Gericht lehnt Antrag eines Patienten zum Spital ab

Felix Held

Von Felix Held

Do, 04. Januar 2018

Bad Säckingen

Bürger aus dem Kreis hatte einstweilige Anordnung gegen Schließung erreichen wollen / Unterstützung vom Förderverein.

BAD SÄCKINGEN (lix). Gegen Windmühlen wolle man nicht kämpfen, hat Vorstandsmitglied Wolfgang Köster vom Förderverein Pro Spital Bad Säckingen am Dienstag bei einem Gespräch mit der Presse erklärt. Dennoch hat der Verein einen Antrag auf einstweilige Anordnung eines Patienten aus dem Kreis Waldshut unterstützt, der damit erreichen wollte, dass das Spital Bad Säckingen doch nicht geschlossen werden soll.
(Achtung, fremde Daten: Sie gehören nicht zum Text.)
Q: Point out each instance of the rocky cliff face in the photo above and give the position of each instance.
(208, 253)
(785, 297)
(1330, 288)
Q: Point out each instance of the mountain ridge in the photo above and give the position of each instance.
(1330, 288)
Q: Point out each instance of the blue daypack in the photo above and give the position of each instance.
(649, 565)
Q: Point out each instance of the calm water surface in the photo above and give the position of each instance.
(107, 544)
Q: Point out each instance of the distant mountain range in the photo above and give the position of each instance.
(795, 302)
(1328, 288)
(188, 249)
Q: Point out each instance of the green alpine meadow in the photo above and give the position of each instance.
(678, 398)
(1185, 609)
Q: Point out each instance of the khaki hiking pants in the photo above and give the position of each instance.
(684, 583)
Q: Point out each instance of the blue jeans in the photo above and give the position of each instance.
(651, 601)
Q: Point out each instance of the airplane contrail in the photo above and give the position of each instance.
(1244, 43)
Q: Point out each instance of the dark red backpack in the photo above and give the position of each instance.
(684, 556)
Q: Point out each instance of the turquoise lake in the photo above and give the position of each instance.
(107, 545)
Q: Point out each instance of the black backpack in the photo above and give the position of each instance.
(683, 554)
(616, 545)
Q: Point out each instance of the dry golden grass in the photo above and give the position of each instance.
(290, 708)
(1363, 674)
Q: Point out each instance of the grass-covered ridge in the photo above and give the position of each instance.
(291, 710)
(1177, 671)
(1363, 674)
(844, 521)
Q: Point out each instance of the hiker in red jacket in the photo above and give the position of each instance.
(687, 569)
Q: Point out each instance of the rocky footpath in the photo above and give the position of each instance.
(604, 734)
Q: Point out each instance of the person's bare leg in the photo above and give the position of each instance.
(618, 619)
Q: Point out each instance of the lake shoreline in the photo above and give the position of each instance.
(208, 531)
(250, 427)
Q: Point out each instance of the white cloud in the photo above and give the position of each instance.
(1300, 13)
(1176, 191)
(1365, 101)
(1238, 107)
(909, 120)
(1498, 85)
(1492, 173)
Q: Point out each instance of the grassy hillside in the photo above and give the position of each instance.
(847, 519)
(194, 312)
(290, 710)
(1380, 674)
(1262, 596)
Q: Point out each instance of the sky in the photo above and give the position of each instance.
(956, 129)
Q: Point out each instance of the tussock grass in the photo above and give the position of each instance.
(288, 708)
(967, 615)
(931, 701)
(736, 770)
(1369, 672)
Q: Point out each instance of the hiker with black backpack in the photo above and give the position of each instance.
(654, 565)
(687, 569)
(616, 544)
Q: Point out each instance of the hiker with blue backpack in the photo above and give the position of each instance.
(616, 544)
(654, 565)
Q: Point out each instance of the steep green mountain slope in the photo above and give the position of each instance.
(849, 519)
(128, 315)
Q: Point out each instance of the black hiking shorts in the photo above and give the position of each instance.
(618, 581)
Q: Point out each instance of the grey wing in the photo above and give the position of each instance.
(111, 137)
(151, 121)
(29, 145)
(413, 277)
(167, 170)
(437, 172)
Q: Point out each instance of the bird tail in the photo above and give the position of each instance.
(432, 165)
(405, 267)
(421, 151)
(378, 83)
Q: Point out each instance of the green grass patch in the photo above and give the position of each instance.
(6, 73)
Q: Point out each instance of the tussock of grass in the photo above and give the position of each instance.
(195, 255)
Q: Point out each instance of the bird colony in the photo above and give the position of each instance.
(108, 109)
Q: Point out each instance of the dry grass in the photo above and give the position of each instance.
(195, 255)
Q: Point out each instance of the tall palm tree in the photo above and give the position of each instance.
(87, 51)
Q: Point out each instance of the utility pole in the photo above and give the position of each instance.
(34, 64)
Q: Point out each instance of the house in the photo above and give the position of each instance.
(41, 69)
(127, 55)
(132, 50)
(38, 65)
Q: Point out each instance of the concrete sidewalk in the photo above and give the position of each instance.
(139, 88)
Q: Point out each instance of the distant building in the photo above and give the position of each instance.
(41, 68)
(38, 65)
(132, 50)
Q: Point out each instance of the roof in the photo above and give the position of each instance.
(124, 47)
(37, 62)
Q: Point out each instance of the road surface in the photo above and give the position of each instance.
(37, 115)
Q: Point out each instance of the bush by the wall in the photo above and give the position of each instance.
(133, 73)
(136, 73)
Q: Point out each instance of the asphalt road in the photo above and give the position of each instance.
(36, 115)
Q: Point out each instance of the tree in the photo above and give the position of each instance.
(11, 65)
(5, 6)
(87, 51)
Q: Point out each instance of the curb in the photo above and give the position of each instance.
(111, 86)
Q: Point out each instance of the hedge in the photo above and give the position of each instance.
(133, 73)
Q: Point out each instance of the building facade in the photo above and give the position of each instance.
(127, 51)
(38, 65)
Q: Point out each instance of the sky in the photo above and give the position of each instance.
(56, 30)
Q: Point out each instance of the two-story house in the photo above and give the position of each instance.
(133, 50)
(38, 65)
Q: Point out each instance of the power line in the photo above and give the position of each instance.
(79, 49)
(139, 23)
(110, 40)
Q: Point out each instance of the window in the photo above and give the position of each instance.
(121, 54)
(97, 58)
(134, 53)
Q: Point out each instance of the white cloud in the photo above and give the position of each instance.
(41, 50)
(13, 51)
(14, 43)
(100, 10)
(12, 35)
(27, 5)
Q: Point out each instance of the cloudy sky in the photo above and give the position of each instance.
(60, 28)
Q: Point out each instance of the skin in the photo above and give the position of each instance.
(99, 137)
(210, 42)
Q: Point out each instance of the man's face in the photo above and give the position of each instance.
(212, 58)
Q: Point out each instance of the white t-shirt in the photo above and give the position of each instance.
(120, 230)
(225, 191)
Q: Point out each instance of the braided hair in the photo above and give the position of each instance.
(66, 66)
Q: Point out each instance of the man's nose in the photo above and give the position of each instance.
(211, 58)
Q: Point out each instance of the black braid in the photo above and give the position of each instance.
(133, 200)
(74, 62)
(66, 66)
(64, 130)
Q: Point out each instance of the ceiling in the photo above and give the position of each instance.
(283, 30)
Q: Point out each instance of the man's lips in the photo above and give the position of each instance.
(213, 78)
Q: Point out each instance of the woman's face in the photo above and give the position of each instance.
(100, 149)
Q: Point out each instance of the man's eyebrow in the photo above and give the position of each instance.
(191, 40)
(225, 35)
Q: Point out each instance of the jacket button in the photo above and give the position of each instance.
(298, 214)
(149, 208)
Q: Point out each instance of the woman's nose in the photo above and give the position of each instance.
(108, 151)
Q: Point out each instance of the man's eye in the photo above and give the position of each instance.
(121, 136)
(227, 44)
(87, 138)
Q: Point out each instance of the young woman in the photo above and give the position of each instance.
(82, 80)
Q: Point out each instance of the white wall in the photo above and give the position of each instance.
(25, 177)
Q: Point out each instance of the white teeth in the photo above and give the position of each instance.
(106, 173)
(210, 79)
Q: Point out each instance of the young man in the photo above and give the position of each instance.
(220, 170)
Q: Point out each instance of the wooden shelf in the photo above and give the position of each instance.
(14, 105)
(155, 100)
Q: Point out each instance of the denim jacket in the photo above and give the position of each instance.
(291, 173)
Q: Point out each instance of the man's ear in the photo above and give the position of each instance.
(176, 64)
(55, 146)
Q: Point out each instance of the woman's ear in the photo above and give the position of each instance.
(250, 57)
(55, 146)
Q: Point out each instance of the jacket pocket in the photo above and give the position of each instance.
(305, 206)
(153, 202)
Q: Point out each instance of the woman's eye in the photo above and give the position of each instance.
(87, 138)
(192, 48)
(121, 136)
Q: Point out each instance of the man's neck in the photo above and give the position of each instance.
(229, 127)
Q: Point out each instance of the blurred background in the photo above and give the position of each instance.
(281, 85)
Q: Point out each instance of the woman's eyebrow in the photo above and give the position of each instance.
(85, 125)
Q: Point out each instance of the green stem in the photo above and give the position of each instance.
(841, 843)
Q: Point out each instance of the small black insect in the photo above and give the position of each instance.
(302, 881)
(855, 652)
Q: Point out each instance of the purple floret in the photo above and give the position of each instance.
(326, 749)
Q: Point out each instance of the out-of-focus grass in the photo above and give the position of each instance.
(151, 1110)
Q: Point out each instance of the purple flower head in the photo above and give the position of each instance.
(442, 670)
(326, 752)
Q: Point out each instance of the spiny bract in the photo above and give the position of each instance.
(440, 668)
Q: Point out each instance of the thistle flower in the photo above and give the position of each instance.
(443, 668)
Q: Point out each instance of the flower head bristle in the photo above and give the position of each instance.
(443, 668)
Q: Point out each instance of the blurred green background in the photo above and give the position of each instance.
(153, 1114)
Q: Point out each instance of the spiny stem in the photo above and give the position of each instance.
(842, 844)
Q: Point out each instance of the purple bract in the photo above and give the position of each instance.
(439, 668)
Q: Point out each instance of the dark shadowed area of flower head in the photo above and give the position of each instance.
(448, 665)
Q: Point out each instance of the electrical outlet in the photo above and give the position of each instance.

Der Antrag wurde vom Verwaltungsgericht Freiburg allerdings bereits Ende Dezember abgelehnt. Der Verein hat beschlossen, nicht gegen die Entscheidung vorzugehen. "Wir machen nicht weiter, weil die Aussichten zu gering sind und die Kosten auch zu hoch wären", so Wolfgang Köster.

Dass man damit das Ende des Spitals nicht habe verhindern können, gaben auch Wolfgang Köster und seine Frau Beatrix zu, die Vorsitzende des Fördervereins ist. Allerdings werfe der Fall eine spannende Frage auf: Nämlich, ob der einzelne Bürger gegenüber dem Staat Anspruch habe auf eine Grundversorgung und diese auch einklagen könne. Dies sei bisher noch nicht vor Gericht abschließend geklärt worden. Selbst könne der Förderverein nicht klagen, da er dazu nicht berechtigt sei. Das Begehren des Bürgers habe man aber unterstützen wollen. Dieser hat diverse Krankheiten und wohnt abgelegen auf dem Hotzenwald, weswegen er sich durch die Schließung des Spitals Bad Säckingen deutlich schlechter versorgt sieht als bisher.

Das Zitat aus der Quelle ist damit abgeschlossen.